Pernyataan itu disampaikan Ghufron sebagai tanggapan atas kritik DPR pada rapat kerja bersama PPATK, Selasa (21/3) lalu. Dalam rapat tersebut, Wakil Ketua Komisi III DPR Desmond J Mahesa, menilai penegak hukum di Indonesia tidak serius menindaklanjuti temuan PPATK terkait dugaan transaksi mencurigakan di lembaga negara.
Namun, Ghufron meyakini kritik itu bukan ditujukan untuk KPK. Hal ini, kata Ghufron, dibuktikan dengan penilaian terhadap respons KPK atas Laporan Hasil Analisis (LHA) PPATK yang berada di atas standar.
"Kami menghargai penilaian tersebut dan kami tentu akan terus memperbaiki kinerja respons atas LHA PPATK. Walau kami yakin, penilaian tersebut bukan untuk KPK," ujar dia.
Lebih lanjut, imbuh Ghufron, KPK hanya berwenang mengusut dugaan korupsi yang dilakukan penegak hukum maupun penyelenggara negara. Bahkan, lanjutnya, sebagian temuan transaksi mencurigakan dari PPATK tidak diberikan ke KPK.

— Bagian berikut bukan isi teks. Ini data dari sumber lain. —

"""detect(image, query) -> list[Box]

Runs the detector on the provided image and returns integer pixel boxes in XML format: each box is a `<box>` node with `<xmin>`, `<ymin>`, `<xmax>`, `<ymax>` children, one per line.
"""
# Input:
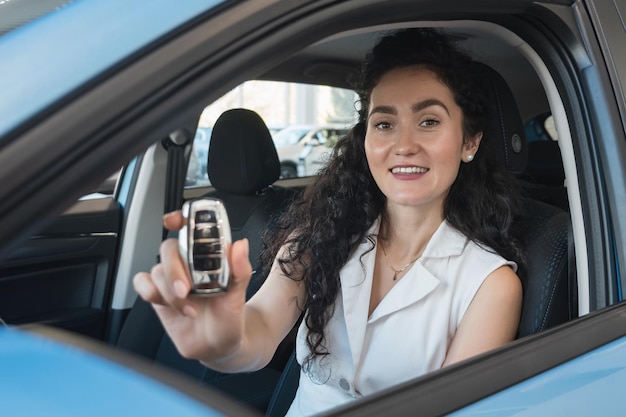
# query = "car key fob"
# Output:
<box><xmin>178</xmin><ymin>198</ymin><xmax>231</xmax><ymax>294</ymax></box>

Ghufron pun mengungkit polemik kasus harta jumbo mantan pejabat pajak Rafael Alun Trisambodo. Diungkapkan Ghufron, laporan hasil analisis PPATK yang diberikan ke KPK terkait Rafael bersifat untuk pengawasan.

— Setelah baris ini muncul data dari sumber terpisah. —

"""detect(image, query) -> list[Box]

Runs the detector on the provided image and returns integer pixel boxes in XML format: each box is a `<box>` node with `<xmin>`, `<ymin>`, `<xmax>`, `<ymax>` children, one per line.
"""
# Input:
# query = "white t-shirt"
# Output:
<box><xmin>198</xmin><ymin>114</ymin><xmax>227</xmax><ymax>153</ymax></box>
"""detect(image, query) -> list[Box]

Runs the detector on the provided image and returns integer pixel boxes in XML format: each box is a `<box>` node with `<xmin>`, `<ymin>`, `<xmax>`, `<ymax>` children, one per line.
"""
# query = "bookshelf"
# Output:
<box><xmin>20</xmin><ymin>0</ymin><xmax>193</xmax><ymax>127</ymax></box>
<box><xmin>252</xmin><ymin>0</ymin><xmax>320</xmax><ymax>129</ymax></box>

"Seperti halnya kasus LHA PPATK (milik) RAT (Rafael) yang disampaikan kepada KPK tahun 2013, itu untuk dimonitor oleh KPK, tetapi tertujunya bukan KPK," tutur Ghufron.

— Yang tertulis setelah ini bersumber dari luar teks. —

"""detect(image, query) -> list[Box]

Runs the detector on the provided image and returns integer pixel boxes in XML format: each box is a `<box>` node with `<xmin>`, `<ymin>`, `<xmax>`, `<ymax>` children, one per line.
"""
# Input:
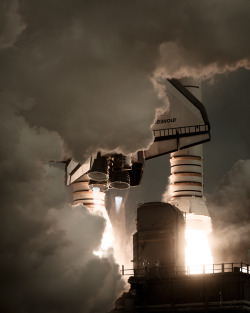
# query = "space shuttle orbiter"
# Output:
<box><xmin>63</xmin><ymin>79</ymin><xmax>210</xmax><ymax>203</ymax></box>
<box><xmin>145</xmin><ymin>79</ymin><xmax>210</xmax><ymax>160</ymax></box>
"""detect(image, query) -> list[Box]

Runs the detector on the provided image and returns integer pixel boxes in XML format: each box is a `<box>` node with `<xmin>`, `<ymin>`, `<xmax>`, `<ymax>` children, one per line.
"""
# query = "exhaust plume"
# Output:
<box><xmin>208</xmin><ymin>160</ymin><xmax>250</xmax><ymax>263</ymax></box>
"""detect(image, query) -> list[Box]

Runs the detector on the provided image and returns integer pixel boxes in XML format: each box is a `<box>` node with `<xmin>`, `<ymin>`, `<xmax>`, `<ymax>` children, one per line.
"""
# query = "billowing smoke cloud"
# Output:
<box><xmin>0</xmin><ymin>92</ymin><xmax>124</xmax><ymax>313</ymax></box>
<box><xmin>0</xmin><ymin>0</ymin><xmax>250</xmax><ymax>313</ymax></box>
<box><xmin>208</xmin><ymin>160</ymin><xmax>250</xmax><ymax>262</ymax></box>
<box><xmin>0</xmin><ymin>0</ymin><xmax>25</xmax><ymax>49</ymax></box>
<box><xmin>0</xmin><ymin>0</ymin><xmax>250</xmax><ymax>160</ymax></box>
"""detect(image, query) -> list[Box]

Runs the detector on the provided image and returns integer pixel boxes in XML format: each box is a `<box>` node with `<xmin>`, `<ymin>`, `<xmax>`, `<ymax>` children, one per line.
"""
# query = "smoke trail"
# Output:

Sebelumnya, Kepala PPATK Ivan Yustiavandana dalam raker DPR pada Selasa (21/3), menerangkan bahwa informasi dan hasil analisis PPATK atas dana lebih dari Rp300 triliun di Kemenkeu tersebut mengandung TPPU kepabeanan, cukai, dan pajak.
"Jika tidak ada kandungan indikasi TPPU, enggak akan disampaikan ke pihak mana pun, hanya jadi data base," ujar Ivan.
Apabila hasil temuan PPATK berupa adanya korupsi, sambung Ivan, laporan hasil analisis akan diserahkan kepada para aparat penegak hukum. Komisi Pemberantasan Korupsi (KPK), kepolisian, atau kejaksaan.
Mengingat hasil analisis itu menunjukkan adanya TPPU kepabeanan, cukai, dan perpajakan, maka PPATK menyerahkannya kepada Kementerian Keuangan (Kemenkeu). Sayangnya, ungkap Ivan, temuan PPATK tak sepenuhnya ditindaklanjuti Kemenkeu.
"Kalau genus-nya kepabeanan ke Bea Cukai dan kalau pajak ke perpajakan, tak 100% ditindaklanjuti. Terkait dengan apakah sudah ditindaklanjuti? Belum semua, masih ada pendalaman. Ada yang sudah sampai finis: sudah dihukum, dipecat, di P-21, sudah dimutasi, dan sebagainya. Tapi, banyak juga yang belum ditindaklanjuti," papar dia.